Burak Sevsay, Infrared Domain Adaptation with Zero-Shot Quantization

The quantization of neural networks is essential to meet real-time requirements. Zero-shot quantization is a key approach when training data is unavailable. To the best of our knowledge, zero-shot quantization in the infrared domain has not been explored before. This thesis examines the performance of batch normalization statistics-based zero-shot quantization on models trained with infrared imagery. We fine-tuned models pretrained on RGB images using infrared images and carefully investigated the data generation process to achieve optimal results for YOLOv8 and RetinaNet. Our results demonstrate that zero-shot quantization is more effective in the infrared domain.

Date: 03.09.2024 / 11:00 Place: B-116

English

Utku Mert Topçuoğlu, Efficient Pretraining of Vision Transformers: A Layer-Freezing Approach with Local Masked Image Modeling

This thesis explores efficient pretraining methods for Vision Transformers by integrating progressive layer freezing with local masked image modeling. The study assesses the computational demands and extended training periods typical of self-supervised learning methods for ViTs. Key innovations include implementing the FreezeOut method within the LocalMIM architecture to significantly enhance training efficiency. Experimental results show a reduction in training time by about 12.5% while maintaining competitive accuracy, demonstrating the effectiveness of strategic layer freezing combined with tailored learning rate scheduling. This approach promotes more accessible self-supervised learning on constrained computational resources.

Date: 03.09.2024 / 09:30 Place: B-116

English

Mustafa Akkuşçu, Perspective Taking in Narrative Comprehension

This study is about narrative comprehension. Narrative comprehension involves how the characters and events described in narratives are represented in readers’ mind, what kinds of inferences are activated while reading narratives, and what text factors affect comprehension of narratives. In particular, our research will concentrate on the comprehension of spatial cues and protagonist’s perspective in narratives.
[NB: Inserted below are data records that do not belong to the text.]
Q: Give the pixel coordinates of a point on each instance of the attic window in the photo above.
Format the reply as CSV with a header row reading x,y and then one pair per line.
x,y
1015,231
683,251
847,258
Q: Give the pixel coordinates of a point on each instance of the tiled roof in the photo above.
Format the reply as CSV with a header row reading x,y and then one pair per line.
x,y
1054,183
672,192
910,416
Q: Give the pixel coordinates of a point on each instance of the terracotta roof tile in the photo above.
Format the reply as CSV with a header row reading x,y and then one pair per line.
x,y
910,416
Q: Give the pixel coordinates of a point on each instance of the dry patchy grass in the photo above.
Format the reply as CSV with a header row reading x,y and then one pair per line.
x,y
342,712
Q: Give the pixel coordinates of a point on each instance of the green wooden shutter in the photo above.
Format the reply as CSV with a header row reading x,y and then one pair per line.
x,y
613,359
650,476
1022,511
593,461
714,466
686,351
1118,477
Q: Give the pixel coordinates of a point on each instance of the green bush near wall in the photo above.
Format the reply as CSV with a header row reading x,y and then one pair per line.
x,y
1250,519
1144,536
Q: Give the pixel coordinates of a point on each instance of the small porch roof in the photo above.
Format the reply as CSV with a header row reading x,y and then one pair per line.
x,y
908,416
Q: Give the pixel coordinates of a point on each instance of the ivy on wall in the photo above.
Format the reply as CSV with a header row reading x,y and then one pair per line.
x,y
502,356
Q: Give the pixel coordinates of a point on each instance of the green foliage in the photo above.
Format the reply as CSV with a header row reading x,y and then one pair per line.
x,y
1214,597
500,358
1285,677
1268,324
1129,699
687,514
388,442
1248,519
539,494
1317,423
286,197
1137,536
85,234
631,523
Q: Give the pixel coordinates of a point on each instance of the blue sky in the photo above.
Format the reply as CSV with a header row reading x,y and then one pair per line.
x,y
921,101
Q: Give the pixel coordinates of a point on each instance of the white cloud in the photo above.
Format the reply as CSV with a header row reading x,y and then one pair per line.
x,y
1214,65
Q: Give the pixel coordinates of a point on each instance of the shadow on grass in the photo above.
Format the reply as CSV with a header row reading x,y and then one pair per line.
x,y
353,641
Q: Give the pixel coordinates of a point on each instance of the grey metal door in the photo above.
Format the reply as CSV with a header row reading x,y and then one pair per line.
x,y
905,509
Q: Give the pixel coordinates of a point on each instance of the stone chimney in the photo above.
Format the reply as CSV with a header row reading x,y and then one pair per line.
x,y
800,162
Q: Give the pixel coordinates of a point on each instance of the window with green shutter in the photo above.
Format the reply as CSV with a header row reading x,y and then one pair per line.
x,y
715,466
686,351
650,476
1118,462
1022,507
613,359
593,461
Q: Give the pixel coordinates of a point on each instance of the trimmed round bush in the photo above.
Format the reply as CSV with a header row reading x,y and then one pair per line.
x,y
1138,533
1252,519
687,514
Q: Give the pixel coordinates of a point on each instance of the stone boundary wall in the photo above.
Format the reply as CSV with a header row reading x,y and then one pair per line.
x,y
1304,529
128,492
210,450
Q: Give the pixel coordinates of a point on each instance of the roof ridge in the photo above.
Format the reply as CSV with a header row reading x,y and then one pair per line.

Several studies in the literature suggest that readers are sensitive to the spatial cues and can, under some conditions, adopt the perspective of the protagonist in narratives. For this thesis, we will investigate this issue further, by testing some new research questions.

Date: 06.09.2024 Place: II-06

English

Mehmet Ali Akyol, Advanced Land Use Mix Analysis in Urban Areas Using Point-Based Data: Methods and Applications

This thesis introduces advanced methodologies for Land Use Mix (LUM) analysis in urban planning, GIS research, and disaster risk assessment. It addresses limitations in traditional approaches by leveraging point-based geospatial data and develops an open-source Python package, landusemix, for scalable and adaptable LUM calculation. The research extends LUM analysis to evaluate temporal variations in urban vulnerability, particularly concerning earthquake risk, offering insights for time-sensitive urban planning. This work enhances sustainable, resilient, and livable cities through innovative tools and approaches in urban studies.

Date: 03.09.2024 / 17:00 Place: B-116

English

Yasin Aksüt, An Analysis of Kerberoasting Attack and Detection with Supervised Machine Learning Algorithms

Perimeter security is no longer barrier to access networks and critical data, making traditional security measures outdated. A robust security strategy is crucial to prevent and detect Active Directory (AD) attacks, which can be difficult to detect due to their blend in with normal network traffic. One such attack is the Kerberoasting attack, which exploits weaknesses in the Kerberos authentication protocol. To detect these attacks, supervised machine learning algorithms are being proposed. And also publicly available dataset to measure the efficiency of these algorithms for Kerberoasting attacks was created and shared.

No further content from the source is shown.